Sunday, November 8, 2015

Encaustic Art

Last Friday, I attended an Encaustic Art workshop, organized by teacher friend and co-retiree Katie Saunders, and led by Guelph artist Julia Daly. Julia has a gorgeous studio in a separate building that she built 2 years ago on her spacious property. It is a wonderful, bright, creative space and was so well set up for a group like ours! There were 6 of us, of varying art skills. We learned the basics of encaustics, safety with the equipment, and we each completed a project to take home. I think these images will give you a feel for the experience!
Here is Julia's studio. I would live out here if I had a space like this!
The wax was warming in the trays when we arrived.
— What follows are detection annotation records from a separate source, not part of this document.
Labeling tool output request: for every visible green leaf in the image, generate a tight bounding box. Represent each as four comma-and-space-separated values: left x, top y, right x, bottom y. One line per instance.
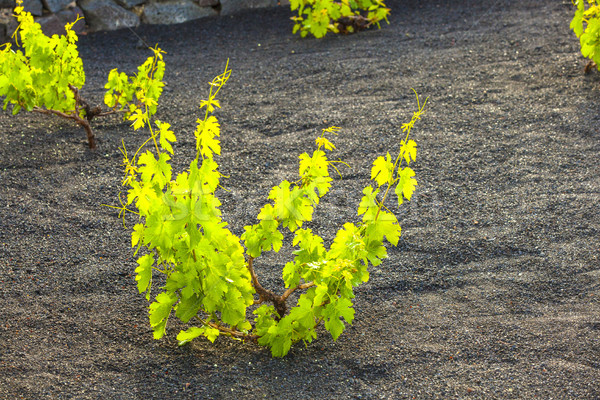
323, 297, 354, 340
138, 150, 171, 188
371, 153, 394, 186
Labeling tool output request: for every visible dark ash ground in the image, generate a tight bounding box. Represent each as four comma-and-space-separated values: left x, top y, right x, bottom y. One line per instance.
0, 0, 600, 400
The trays are basically pancake griddles!
Small amounts of oil paint added to the beeswax gives the colour.
Julia had a variety of her work on display. These are some of the smaller pieces.
Encaustic involves painting layers of wax on wood,
then using a blow torch to melt the wax and adhere it to the layer below. Fun!!
You can add textural elements as well - including lettering, fabric, carving, small beads, etc. 
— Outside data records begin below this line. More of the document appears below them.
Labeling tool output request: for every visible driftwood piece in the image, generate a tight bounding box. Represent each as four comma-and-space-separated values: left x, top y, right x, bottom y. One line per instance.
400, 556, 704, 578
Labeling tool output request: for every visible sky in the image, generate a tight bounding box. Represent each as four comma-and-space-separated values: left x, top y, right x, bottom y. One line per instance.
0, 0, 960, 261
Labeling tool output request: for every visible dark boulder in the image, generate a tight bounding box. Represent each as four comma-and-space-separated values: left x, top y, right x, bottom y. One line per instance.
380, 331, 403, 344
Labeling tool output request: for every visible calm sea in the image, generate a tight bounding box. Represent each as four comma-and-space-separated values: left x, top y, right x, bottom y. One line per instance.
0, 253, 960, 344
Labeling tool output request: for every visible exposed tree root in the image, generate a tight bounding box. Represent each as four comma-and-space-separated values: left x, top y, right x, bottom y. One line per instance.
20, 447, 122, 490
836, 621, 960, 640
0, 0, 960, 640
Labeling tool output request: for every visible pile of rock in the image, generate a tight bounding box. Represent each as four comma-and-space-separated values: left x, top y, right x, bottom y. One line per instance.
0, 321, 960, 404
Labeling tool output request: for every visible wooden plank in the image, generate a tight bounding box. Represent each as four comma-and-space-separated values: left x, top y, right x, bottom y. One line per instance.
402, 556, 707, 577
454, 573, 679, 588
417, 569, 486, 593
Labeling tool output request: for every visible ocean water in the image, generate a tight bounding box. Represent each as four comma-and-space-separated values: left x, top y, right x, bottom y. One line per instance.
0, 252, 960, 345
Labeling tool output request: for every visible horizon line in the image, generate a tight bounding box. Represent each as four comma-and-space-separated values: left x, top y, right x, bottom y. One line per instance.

This is my finished work. Yes, it's a bit of a hodge podge. Haha! I didn't go in with any type of plan, so this was a bit of a 'playground' where I could try out all the different techniques.
The end result has so much wax, it weighs a ton! I hope to go back soon - but next time,
I'll go with a concept! It was great fun - I look forward to trying it again!
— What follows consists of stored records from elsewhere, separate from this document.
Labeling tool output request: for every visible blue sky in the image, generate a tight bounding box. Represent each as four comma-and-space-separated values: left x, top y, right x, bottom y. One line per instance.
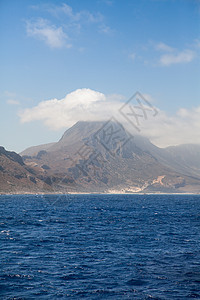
0, 0, 200, 151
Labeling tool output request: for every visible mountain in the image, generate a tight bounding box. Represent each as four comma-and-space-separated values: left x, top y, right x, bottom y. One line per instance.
0, 147, 51, 194
21, 121, 200, 192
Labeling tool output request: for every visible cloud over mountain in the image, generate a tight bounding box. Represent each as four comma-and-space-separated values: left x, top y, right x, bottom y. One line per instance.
20, 88, 200, 147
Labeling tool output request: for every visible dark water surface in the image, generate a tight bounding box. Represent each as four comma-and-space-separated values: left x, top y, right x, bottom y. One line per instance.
0, 195, 200, 299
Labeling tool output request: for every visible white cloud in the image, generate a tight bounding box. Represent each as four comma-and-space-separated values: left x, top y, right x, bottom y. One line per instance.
26, 19, 71, 48
47, 3, 103, 23
155, 43, 174, 52
20, 89, 120, 130
160, 50, 195, 66
20, 89, 200, 147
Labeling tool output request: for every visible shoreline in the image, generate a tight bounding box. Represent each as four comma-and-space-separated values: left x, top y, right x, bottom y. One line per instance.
0, 192, 200, 197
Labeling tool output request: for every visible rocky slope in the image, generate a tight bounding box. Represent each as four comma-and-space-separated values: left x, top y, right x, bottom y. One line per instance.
0, 147, 51, 194
22, 122, 200, 192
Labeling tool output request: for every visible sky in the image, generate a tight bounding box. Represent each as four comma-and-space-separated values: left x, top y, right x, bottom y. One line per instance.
0, 0, 200, 152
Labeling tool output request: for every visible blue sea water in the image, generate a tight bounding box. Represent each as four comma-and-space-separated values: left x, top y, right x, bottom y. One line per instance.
0, 195, 200, 299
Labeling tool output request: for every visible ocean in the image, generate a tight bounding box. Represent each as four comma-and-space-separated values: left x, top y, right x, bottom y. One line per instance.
0, 195, 200, 300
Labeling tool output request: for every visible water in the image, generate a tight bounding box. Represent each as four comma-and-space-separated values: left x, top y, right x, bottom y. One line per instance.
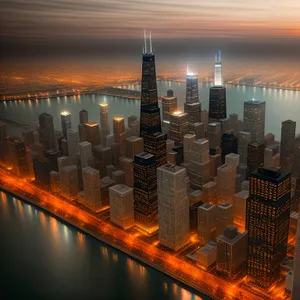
0, 81, 300, 140
0, 191, 209, 300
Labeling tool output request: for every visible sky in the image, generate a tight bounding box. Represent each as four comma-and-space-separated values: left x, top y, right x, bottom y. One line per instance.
0, 0, 300, 76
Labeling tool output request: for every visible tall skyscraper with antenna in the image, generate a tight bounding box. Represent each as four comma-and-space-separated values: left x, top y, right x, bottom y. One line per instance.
209, 50, 227, 121
140, 31, 167, 166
Saturday, November 7, 2015


I don't even know how many years I've been attending the fall conference hosted by ECOO - the Education Computing Organization of Ontario. I've been an attendee, a presenter and for a couple of years, I even worked on the conference committee. It's been a good run.
This annual conference happened this past week in Niagara Falls, called Bring IT Together, or #bit15. It seemed like a good idea last spring to submit a proposal to do a workshop with Trish. My thinking then was that Retired Susan would be excited to attend and reconnect with friends and get a little technology boost to spur on my new projects. Well, that was then and this is now. I'm feeling a little differently now that I'm actually living in this place. I confess I'm feeling a significant lack of interest in some of the things that were my professional passion last spring. Usually I'm really excited in the days leading up to the conference, this year, I felt hesitant. I could easily have stayed home.
So how did it go? We were only there for one day, but it was a good day. A very thought-provoking day. Our workshop went well and we had a pretty good crowd. It was one that we've done before so we were quite relaxed presenting. Through the day, I reconnected with lots of friends and colleagues and that was really nice. The keynote was given by Sylvia Martinez, on the topic of the Maker Movement in education. Normally I would have been tweeting like mad and taking copious notes. This year, I chose to sit and listen. She was amazing. Such a refreshing way to think about classrooms and learning. My personal quandary with Sylvia's presentation, as well as with a couple of other good presentations later in the day, was 'now what?'. I wasn't sure what to do with my enthusiasm for the new ideas. No classroom in which to implement new ideas. No teacher PD to plan and incorporate new strategies. No presentations and pep talks to teachers. It felt odd. I shared some of this in a couple of brief conversations with 2 retired friends, Doug Peterson and Peter Skillen - they have more retirement experience than me and had some wisdoms to share. They talked about life long learning and the importance of taking my time to find new applications for new ideas. I respect them both and appreciated their comments and encouragement.
I will continue to ponder. Retirement frames everything differently and part of this journey will be to figure all this out.